The rational soul is not a theological extra, it's not like the state of grace which can be absent in a man and he can still function as a man. The state of grace is invisible. It can be hinted at but never directly documented in behaviour. The rational soul however very much is documented in behaviour.
It's absence would mean an impossibility of raising a human child humanly.
The problem would be on "Adam's childhood."
Non-extant event, but speaking within the hypothesis.
8:10 Will be debunked by the scientists themselves within our lifetime?
Was debunked by a number of scientists back in the day of Hilaire Belloc, rather.
The "Scientific Community" has however a huge capacity for group think.
Some will label this observation as a conspiracy theory. "What? When we make so many measures to make sure each of us isn't trapped in group think but is actually asking questions, do you mean that we deliberately avoid applying this when it comes to this issue, just because we hate the Bible?"
While quite a few actually do hate the Bible (watch Forrest Valkai or Creation Myths!), it's just sufficient that those security measures were never really adequate for the most basic questions, and so they end up non-deliberately not doing the proper questioning of other scientists insofar as the thing they say is simply Evolutionist, and not something which an alternative view of Evolution could overthrow. It's a question of culture with a huge lack of cultural self-awareness.
9:11 C. S. Lewis at least in the Nineteen-Forties believed in Evolution.
In Miracles, he says we know Evolution through reason, not if Evolution were true it would be through reason we knew it. But, C. S. Lewis had his flaws, and his chapter on the Fall of Man in The Problem of Pain he subscribes to a collective fall. In other words, the actual decision to sin was a group decision. The problem with this is, and CSL would have in other contexts been aware of it, groups don't have minds or wills taken together, so, the fall on this view would be a non-free act.
In other words, "God" would either have predestined the fall as in Supralapsarian Calvinism, or allowed it by negligence as in Open Theism.

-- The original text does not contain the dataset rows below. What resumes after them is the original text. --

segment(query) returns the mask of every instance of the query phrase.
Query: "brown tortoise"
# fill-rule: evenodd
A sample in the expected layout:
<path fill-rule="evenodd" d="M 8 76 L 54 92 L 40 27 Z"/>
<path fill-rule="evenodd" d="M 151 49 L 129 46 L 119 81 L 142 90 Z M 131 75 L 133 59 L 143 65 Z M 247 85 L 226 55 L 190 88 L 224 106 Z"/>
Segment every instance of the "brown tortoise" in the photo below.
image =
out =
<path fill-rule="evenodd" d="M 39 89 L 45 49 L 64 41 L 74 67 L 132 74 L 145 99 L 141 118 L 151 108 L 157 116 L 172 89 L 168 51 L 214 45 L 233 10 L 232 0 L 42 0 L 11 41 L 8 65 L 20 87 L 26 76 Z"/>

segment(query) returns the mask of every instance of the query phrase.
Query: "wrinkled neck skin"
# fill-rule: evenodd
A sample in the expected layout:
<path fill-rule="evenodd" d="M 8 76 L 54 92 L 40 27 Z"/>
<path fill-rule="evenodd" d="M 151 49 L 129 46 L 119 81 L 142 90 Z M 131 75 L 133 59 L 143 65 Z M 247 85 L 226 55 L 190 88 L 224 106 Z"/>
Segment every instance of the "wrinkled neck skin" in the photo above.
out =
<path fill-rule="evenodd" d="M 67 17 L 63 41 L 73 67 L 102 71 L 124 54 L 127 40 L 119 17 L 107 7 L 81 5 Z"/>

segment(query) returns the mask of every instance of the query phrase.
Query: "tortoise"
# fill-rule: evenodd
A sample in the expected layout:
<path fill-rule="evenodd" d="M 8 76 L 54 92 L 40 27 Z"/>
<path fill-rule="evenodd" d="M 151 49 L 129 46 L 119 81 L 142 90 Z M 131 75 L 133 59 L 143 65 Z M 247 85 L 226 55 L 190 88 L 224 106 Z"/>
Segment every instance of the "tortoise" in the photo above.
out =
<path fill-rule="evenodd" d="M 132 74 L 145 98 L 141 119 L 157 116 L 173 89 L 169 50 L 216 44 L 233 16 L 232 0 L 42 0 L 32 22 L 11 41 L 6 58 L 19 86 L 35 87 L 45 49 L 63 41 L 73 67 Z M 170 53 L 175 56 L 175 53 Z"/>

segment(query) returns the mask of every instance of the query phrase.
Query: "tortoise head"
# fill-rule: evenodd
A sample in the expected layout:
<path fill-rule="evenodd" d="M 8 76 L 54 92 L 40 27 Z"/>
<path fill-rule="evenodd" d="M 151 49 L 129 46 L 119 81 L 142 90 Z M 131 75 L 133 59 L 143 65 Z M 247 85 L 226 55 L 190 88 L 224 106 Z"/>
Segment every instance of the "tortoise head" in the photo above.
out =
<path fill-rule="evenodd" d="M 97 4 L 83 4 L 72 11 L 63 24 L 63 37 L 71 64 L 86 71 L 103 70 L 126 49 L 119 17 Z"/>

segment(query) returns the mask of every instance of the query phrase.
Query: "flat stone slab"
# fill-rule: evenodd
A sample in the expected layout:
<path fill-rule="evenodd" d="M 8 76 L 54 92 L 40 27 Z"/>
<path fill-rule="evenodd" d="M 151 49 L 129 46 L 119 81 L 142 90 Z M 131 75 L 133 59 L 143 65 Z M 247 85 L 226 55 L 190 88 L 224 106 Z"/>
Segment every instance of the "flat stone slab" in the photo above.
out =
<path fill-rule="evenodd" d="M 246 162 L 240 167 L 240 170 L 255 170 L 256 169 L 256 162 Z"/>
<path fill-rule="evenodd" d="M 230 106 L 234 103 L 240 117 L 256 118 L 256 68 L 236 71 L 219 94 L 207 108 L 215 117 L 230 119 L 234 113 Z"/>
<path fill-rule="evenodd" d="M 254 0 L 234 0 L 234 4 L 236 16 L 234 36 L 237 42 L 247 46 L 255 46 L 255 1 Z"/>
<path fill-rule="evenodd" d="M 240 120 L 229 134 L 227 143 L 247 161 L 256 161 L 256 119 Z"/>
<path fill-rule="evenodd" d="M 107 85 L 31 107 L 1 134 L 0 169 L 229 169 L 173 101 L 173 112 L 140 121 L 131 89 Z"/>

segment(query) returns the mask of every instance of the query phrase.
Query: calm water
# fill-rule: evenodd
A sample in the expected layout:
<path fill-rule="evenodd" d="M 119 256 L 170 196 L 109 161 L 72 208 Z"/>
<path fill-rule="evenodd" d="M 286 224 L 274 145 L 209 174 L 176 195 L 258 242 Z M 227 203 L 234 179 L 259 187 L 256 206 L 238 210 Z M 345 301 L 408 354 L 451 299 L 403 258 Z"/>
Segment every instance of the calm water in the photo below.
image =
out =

It's horrible theology either way. CSL is in many ways great, but should be read with caution.
10:06 "he still deconstructed"
Perhaps because Rhett is more logically consistent than Francis Collins?
Or, on that issue, even CSL?
15:24 You are not reading a correct translation.
Inscrutable is more like it.
‘ā·qōḇ = Strong will actually support you, "deceitful, crooked" and when you hear these together, it sounds like "crooked" in the moral sense, but Brown-Driver-Briggs will give a range:
I. עָקֹב adjective
1 insidious, deceitful, Jeremiah 17:9 עָקֹב הַלֵּב מִכֹּל.
2 foot-tracked (denominative from I. עָקֵב) Hosea 6:8 גִּלְעָד קִרְיַת מֹּעֲלֵי אָוֶן עֲֹקֻבָּה מִדָּם.
II. עָקֹב adjective steep, hilly (see √; compare difficult mountain path, Qor 90:11 hill); — Isaiah 40:4 והיה הֶעָקֹב לְמִישׁוֺר let the steep ground (Chronicles) become a plain ("" הָֽרְכָסִים). compare Ecclus 6:20.
I would argue, they are the same adjective. It means sth that is easy to stumble on. Like what a sunken reef is for ships. I don't know why Hosea 6:8 says "foot-tracked" since the interlinear has "defiled" ...
The LXX has βαθεῖα ἡ καρδία παρά πάντα (the heart is deep beyond all things) and Vulgate Pravum est cor omnium, et inscrutabile : quis cognoscet illud? ...
Actually, it seems you have some support in a purely moral reading of "pravum" but Gaffiot says "crooked, misshapen" if we summarise the meanings. In other words, the human heart is handicapped, like the hands and feet of someone born after the mother took Thalidomide.
For "desperately sick" the translation is better than KJV ... 605. anash, to be weak, sick, frail, incurable.